A minority of analysts expect a further hike to 0.75% by December, though the consensus remains that policy will stay broadly accommodative. While higher interest rates are, in principle, supportive for the yen, it is worth noting that Japan still maintains the lowest policy rate among developed markets.
This gradual tightening has been supported by rising inflation expectations, with headline inflation running around 2.9%, above the BOJ’s 2% target. However, Japan’s massive public debt, roughly 237% of GDP, significantly limits the central bank’s ability to pursue more aggressive tightening.
At the same time, weak wage growth continues to erode household purchasing power, weighing on private consumption. Combined with soft export momentum, this has contributed to slower GDP growth, which moderated to 1.2% year-on-year in the second quarter of 2025.
The combined effect of these forces is a persistently weak yen, with USDJPY trading near 155, well above the levels where the BOJ and the Ministry of Finance (MOF) have intervened in the past to stem excessive currency depreciation.
Technical Analysis
USDJPY is now trading firmly above the 150 to 152 area, the same zone where Japanese authorities intervened in 2022 and 2023 to prevent further currency weakening.
After falling from 158.87 in early 2025, when inflation briefly rose to 4%, the pair found solid support around 142 to 143, aligning with a long-term ascending trendline that began in early 2025. Following several months of consolidation between 142.50 and 146, USDJPY gained momentum in July 2025, breaking higher into the 146.50 to 149.30 range.
In early October, the pair resumed its upward trajectory, rallying sharply from 149 to around 154.72 in just over a month. This move also marked a decisive break above the long-term descending trendline drawn from the July 2024 high at 162 and confirmed at the January 2025 high of 158.87, a technical signal consistent with continued yen weakness.
In the short term, the rally that began in October is developing within a rising wedge pattern, with the upper boundary near 155.25 and the lower boundary around 153.50, which also corresponds to a potential retest from above of the previously broken long-term trendline.

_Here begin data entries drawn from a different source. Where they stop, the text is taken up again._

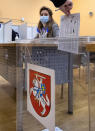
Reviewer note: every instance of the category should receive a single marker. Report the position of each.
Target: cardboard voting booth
(5, 32)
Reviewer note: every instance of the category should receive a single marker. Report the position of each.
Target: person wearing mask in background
(63, 5)
(47, 26)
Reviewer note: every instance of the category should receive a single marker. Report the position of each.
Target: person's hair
(49, 23)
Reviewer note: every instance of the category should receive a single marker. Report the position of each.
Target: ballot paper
(69, 33)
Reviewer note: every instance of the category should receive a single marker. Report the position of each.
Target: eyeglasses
(68, 5)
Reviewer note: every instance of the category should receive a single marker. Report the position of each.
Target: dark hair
(49, 23)
(46, 8)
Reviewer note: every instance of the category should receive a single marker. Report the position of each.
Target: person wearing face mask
(63, 5)
(46, 26)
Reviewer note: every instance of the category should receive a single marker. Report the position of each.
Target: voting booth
(5, 32)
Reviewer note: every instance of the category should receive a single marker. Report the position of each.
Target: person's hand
(66, 7)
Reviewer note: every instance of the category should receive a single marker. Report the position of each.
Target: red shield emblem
(40, 92)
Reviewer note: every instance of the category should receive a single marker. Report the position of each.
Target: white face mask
(44, 19)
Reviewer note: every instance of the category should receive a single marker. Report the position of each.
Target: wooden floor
(79, 121)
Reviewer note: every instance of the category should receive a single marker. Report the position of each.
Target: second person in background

Overall, both macroeconomic fundamentals and technical indicators suggest that the yen is likely to remain under pressure, meaning USDJPY remains biased to the upside. However, the movement is unlikely to be linear, and traders should plan entry points carefully while maintaining tight stop-loss levels.
A break below 153.00, although not our base-case scenario, could temporarily alter the short- to medium-term technical outlook.